BOSTON — NARCISSUS LEAVES THE POOL by joseph Epstein Houghton Mifflin 321 pp., $25
It might be said that the primary purpose of a diary is to allow us to talk to ourselves, though many a would-be Pepys has imagined his or her pages admiringly perused by readers of a future age. The main purpose of a letter is to communicate with a specific recipient, though many of us have doubtless found ourselves in the position of writing long missives that are probably of more interest to ourselves than to the intended readers. In some ways, the essay occupies a kind of middle ground, for the most natural-sounding essayists are those who seem simultaneously to be talking to themselves and talking to us, their readers.
Joseph Epstein has been writing essays of this kind for decades. Lucid, inviting, relaxed, yet never so casual as to be slovenly, his essays have won him a devoted readership in journals like The New Yorker, The New Criterion, The Hudson Review, and The American Scholar, the last of which he also edited from 1975 to 1997.
"Narcissus Leaves the Pool," containing 16 "familiar essays," is his sixth book-length collection. The first piece, which gives this book its title, introduces Epstein standing naked at his bathroom mirror after a shower: "not," as he puts it, "an altogether enrapturing sight." This leads him to reflect on how much importance he, like many of us, has attached to his physical self-image: too much.
In another essay, Epstein considers the problem of information overload. While it's nice to be well-informed on a wide range of topics, it's better to be able to distinguish what is ephemeral from what is of lasting significance, he concludes. "Do I really need to know more - or anything at all, really - about Strobe Talbott or Liam Neeson?" he wonders, adding, in self-deprecation, "You are reading the words of a man who actually took an hour out of his life to read an interview by Norman Mailer of Madonna. If any lingering respect you might have had for me has vanished and you wish to stop reading me here, I shall of course quite understand." Most of us, I suspect, will wish to read on.
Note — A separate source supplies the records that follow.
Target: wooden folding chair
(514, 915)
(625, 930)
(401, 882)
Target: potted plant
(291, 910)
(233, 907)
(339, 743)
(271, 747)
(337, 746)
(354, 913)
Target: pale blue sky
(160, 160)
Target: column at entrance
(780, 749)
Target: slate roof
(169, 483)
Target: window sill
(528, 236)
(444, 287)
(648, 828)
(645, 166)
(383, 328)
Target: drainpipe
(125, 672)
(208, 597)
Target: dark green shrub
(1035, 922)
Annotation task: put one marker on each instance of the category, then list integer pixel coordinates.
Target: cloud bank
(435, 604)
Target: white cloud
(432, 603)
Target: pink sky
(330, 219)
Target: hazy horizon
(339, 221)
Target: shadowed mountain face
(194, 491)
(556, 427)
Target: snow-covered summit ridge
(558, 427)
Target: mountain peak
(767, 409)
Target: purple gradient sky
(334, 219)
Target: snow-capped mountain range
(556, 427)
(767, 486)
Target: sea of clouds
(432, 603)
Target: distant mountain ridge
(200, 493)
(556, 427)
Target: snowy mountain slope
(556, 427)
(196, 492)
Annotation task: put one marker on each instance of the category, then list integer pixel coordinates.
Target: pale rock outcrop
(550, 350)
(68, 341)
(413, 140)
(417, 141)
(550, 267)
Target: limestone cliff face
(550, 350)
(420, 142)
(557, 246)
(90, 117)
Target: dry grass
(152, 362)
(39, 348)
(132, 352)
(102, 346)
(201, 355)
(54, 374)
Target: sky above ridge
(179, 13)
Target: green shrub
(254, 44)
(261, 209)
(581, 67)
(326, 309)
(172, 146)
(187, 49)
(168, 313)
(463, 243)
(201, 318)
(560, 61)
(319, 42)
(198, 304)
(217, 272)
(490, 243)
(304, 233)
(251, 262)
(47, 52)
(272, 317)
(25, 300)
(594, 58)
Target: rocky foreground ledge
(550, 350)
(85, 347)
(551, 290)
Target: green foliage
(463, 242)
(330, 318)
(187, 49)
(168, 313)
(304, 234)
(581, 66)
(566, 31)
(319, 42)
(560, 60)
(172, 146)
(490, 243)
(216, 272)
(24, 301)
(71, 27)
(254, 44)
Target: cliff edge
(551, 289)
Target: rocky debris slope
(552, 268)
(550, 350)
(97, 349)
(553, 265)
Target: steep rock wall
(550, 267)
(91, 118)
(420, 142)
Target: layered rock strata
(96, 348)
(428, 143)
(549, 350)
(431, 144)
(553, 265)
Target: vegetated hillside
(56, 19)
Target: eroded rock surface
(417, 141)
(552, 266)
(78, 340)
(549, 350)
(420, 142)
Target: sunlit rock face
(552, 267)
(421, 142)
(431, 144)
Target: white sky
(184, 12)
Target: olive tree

Epstein's essays have some of the qualities one associates with a conversation with a good friend: directness, ease, sincerity, and affability.
Napping, name-dropping, the strangely potent charms of favorite songs are some of the other topics he discusses.
Although Epstein is quite definite about what he likes and what he dislikes, he is also capable of changing his mind when confronted by strong evidence. "Trivial Pursuits" explains how the author, once a diehard sports fan, came to share George Orwell's view that "Serious sport has nothing to do with fair play. It is bound up with hatred, jealousy, boastfulness, and disregard of all rules" and is part of "the lunatic modern habit of identifying oneself with large power units and seeing everything in terms of competitive prestige."
Along with the felicities of Epstein's own prose, his essays are enhanced by his discerning use of provocative, memorable, and enlightening quotations.
Not surprisingly, a man who gets so much out of other people's words has a lot to say about the joys of reading and the problem of choosing the books that are most rewarding. "There is something invigorating," he declares, "about reading 'The Decline and Fall of the Roman Empire' - invigorating and inspiring - something that makes you believe, while you are reading it, that the panorama of life, in all its complication, has been mastered."
Epstein's friends and mentors are another source of quotations - and inspiration. The thoughtful and cultivated social scientist Edward Shils is the subject of the poignant essay that concludes this collection. "My friendship with Edward," reflects Epstein, "was to be the crucial intellectual event of my life." Under Shils's influence, he recalls, "I began to see the world as simultaneously more complex and more amusing."
Gravity, responsibility, knowing when to put away childish attitudes and become, in the real sense, a "grown-up": Epstein laments that these qualities, which he very much admires, are no longer much admired in our youth-obsessed culture. Deftly blending gravity with a saving touch of levity, his essays exude a civilized urbanity that many readers will find restorative.
*Merle Rubin reviews books regularly for the Monitor.